Stasera saremo impegnati al Teatro Comunale Garibaldi di Figline, nel comune di Figline e Incisa Valdarno, con l’ultima replica dei concerti della stagione 23-24. Saremo quindi in uno dei comuni toscani dove più lunga e solida è la nostra collaborazione. Ottima occasione per approfondire la conoscenza di questi luoghi, tra storia e arte.
«Ma la cittadinanza, ch’è or mista
(Dante Alighieri, XVI canto del Paradiso (vv. 49-51) della Divina Commedia)
di Campi, di Certaldo e di Fegghine,
pura vediesi ne l’ultimo artista»
Figline: Un Tuffo nel Passato Medievale
Figline deriva il suo nome dal latino “Figulinae” (con evoluzione in “Fighinum“, “Fegghine” ecc.) che indica una fabbrica di “figuline”, ovverosia di oggetti e stoviglie in ceramica.

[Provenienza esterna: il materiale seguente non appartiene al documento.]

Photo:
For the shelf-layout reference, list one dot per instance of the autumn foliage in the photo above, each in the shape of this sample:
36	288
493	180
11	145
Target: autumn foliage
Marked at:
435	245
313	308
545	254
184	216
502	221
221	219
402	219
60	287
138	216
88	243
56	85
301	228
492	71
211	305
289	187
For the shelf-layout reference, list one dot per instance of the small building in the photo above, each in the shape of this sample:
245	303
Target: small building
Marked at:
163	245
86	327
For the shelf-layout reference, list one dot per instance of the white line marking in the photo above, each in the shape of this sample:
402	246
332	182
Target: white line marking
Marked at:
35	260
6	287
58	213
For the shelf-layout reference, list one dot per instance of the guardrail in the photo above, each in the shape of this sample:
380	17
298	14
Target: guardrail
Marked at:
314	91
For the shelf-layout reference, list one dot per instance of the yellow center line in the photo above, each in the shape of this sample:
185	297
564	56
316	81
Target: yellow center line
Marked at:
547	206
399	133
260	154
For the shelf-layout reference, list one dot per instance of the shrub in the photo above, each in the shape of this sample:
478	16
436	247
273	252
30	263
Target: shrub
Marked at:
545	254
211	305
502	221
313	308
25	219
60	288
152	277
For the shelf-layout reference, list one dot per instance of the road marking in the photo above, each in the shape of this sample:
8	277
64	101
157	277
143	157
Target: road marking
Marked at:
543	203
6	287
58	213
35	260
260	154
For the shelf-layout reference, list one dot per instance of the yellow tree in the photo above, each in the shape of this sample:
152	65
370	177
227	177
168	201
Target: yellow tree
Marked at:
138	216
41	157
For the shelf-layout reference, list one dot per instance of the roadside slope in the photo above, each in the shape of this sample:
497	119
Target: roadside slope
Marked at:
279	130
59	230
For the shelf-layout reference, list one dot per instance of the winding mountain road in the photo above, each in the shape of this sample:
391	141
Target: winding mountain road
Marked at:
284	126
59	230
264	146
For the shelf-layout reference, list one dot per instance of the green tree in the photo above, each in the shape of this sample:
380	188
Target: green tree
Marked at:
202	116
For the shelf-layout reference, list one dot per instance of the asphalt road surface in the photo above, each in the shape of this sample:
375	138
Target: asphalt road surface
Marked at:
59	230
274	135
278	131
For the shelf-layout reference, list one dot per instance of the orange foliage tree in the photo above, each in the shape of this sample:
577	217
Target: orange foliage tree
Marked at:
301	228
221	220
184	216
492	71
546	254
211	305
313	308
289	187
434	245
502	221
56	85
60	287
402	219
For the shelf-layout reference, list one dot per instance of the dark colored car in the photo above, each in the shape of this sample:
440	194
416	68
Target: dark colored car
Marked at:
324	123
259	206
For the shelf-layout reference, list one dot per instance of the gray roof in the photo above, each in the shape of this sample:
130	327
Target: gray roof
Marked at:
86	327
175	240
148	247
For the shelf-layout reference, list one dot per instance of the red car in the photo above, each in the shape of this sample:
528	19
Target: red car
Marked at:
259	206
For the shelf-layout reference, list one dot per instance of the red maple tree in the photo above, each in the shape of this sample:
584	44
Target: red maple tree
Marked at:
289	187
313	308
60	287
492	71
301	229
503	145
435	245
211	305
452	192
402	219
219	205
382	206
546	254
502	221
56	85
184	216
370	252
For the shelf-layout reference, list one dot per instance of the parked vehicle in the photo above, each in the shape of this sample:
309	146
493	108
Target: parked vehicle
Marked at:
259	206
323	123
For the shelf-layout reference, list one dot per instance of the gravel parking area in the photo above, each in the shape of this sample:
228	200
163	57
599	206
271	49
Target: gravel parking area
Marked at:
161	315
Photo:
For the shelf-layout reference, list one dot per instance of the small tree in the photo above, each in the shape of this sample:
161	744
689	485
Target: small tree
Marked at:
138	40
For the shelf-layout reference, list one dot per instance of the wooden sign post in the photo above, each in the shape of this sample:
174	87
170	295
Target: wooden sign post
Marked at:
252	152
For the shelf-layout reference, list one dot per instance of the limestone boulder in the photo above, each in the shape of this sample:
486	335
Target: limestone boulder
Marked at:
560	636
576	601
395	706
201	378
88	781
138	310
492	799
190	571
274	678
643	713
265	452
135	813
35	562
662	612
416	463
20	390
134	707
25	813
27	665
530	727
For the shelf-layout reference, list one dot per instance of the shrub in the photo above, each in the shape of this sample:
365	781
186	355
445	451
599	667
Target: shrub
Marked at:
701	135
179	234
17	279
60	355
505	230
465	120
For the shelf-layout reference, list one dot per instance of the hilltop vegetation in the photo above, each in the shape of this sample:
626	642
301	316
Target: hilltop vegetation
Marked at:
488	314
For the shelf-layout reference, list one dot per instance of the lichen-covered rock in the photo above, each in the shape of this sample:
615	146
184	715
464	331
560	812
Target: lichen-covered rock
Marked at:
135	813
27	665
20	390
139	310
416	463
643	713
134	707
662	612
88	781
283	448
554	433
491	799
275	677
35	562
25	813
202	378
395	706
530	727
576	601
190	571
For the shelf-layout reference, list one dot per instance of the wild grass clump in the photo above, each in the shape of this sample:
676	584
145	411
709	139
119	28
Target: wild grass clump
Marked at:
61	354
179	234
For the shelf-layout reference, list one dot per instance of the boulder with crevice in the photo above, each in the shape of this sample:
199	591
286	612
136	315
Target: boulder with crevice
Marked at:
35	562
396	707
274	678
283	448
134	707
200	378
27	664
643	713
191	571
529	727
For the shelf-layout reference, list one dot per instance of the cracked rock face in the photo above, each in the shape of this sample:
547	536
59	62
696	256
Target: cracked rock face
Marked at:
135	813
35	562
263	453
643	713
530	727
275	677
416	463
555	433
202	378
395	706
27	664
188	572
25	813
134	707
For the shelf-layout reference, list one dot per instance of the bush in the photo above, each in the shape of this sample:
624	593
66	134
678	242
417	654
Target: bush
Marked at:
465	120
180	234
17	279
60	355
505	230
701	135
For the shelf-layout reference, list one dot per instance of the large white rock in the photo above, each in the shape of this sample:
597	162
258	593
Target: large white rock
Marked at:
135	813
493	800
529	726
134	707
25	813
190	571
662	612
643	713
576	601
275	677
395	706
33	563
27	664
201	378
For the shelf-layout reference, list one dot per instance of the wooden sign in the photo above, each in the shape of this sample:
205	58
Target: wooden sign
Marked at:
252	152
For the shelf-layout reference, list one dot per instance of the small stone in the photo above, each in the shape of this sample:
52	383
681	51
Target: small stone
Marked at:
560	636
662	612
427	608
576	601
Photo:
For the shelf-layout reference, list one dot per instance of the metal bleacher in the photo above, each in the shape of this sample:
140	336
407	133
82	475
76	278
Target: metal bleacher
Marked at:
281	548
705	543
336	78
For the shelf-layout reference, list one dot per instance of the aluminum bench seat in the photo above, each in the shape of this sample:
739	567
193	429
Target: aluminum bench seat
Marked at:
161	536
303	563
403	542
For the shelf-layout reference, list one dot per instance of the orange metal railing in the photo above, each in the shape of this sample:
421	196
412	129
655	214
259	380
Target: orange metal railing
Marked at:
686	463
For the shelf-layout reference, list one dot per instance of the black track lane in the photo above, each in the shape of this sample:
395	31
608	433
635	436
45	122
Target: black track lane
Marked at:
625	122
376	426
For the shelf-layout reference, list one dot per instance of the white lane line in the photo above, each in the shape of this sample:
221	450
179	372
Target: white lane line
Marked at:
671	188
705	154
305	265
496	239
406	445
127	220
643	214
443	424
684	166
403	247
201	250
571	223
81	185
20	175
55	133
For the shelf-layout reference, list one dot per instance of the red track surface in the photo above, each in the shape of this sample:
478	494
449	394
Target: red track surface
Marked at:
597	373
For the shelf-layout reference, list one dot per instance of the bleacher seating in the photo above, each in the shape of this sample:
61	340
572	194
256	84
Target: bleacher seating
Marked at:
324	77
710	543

Nel Medioevo, le prime menzioni del castello di Figline risalgono al 1000 d.C., situato su una collina nell’attuale San Romolo. Gli abitanti scesero più volte nella valle sottostante, fondando il forum, un mercato in espansione che col passare degli anni si trasformò in una piccola città.
Nel 1167, Fiesole tentò di trasferire la sede vescovile a Figline per allontanarla da Firenze in espansione. Nel Duecento, la divisione tra guelfi e ghibellini portò alla distruzione del castello di Figline da parte di Firenze, costringendo gli abitanti a spostarsi a valle sotto il dominio fiorentino.
Durante il periodo tra il 1353 e il 1375, vennero costruite le imponenti mura difensive della città, visibili ancora oggi nonostante abbiano subito demolizioni. Nello stesso periodo venne edificato anche Palazzo Pretorio, struttura sita in piazza Bianchi, e restaurata tra il 1923 e il 1931. La sua torre merlata è pendente, e ulteriori lavori di ristrutturazione sono stati svolti per consolidarne la staticità.
Nel 1810, durante il dominio napoleonico sulla Toscana, l’Accademia Valdarnese del Poggio di Figline attirò l’attenzione del celebre scienziato Georges Cuvier, che trasferì a Parigi una vasta collezione di fossili e ossa raccolte nella ricca zona circostante, con siti che rappresentano l’identità geologica del nostro paese.

I siti storici d’architettura religiosa che suggeriamo sono, tra gli altri: la Pieve di San Romolo a Gaville, risalente al 1030; la Collegiata di S. Maria, principale chiesa della città; il Convento e la chiesa di S. Francesco, edificati tra la fine del XIII e l’inizio del XIV secolo.
Incisa: Un’Antica Roccia Incastonata nel Paesaggio Toscano
Incisa, conosciuta anche come Incisa in Val d’Arno, o L’Incisa, per come la nominano gli abitanti in forma dialettale, è un centro abitato del comune di Figline e Incisa Valdarno.

Le sue origini risalgono all’epoca etrusca, quando la posizione strategica lungo le vie fluviali la rese un importante crocevia commerciale. Incisa è celebre anche per essere stato il paese d’adozione di Francesco Petrarca, aretino di nascita, precursore dell’umanesimo. La sua famiglia si spostò a Incisa poiché esiliata da Firenze per motivi politici.
Tuttora è possibile visitare la casa dei Petrarca, in località Castello. Ad oggi, questo sito storico si propone come fulcro culturale per la comunità e centro per lo studio della lingua italiana, ospitando laboratori, mostre e iniziative.
Oltre a questo polo attrattivo nella comunità di Incisa, non mancano i siti religiosi e di rilevanza storica. Eccone alcuni: la Chiesa di Sant’Alessandro e la Chiesa dei Santi Cosma e Damiano al Vivaio, quest’ultima un tempo monastero femminile, poi rilevato nel Cinquecento dai Francescani; il Castello di Pratelli, sito nell’omonima località, villa storica oggi adibita ad agriturismo di lusso; la torre della Bandinella, che domina il lungarno.

Un Viaggio nel Passato e nel Presente
Il 1° gennaio 2014 avviene la fusione dei due comuni di Figline e Incisa Valdarno.
Esplorare Incisa e Figline Valdarno è come fare un viaggio nel tempo, tra antiche rovine etrusche, maestose residenze rinascimentali e borghi medievali. Tuttavia, queste due città non sono solo musei all’aperto, ma anche vivaci comunità che continuano a prosperare nel presente.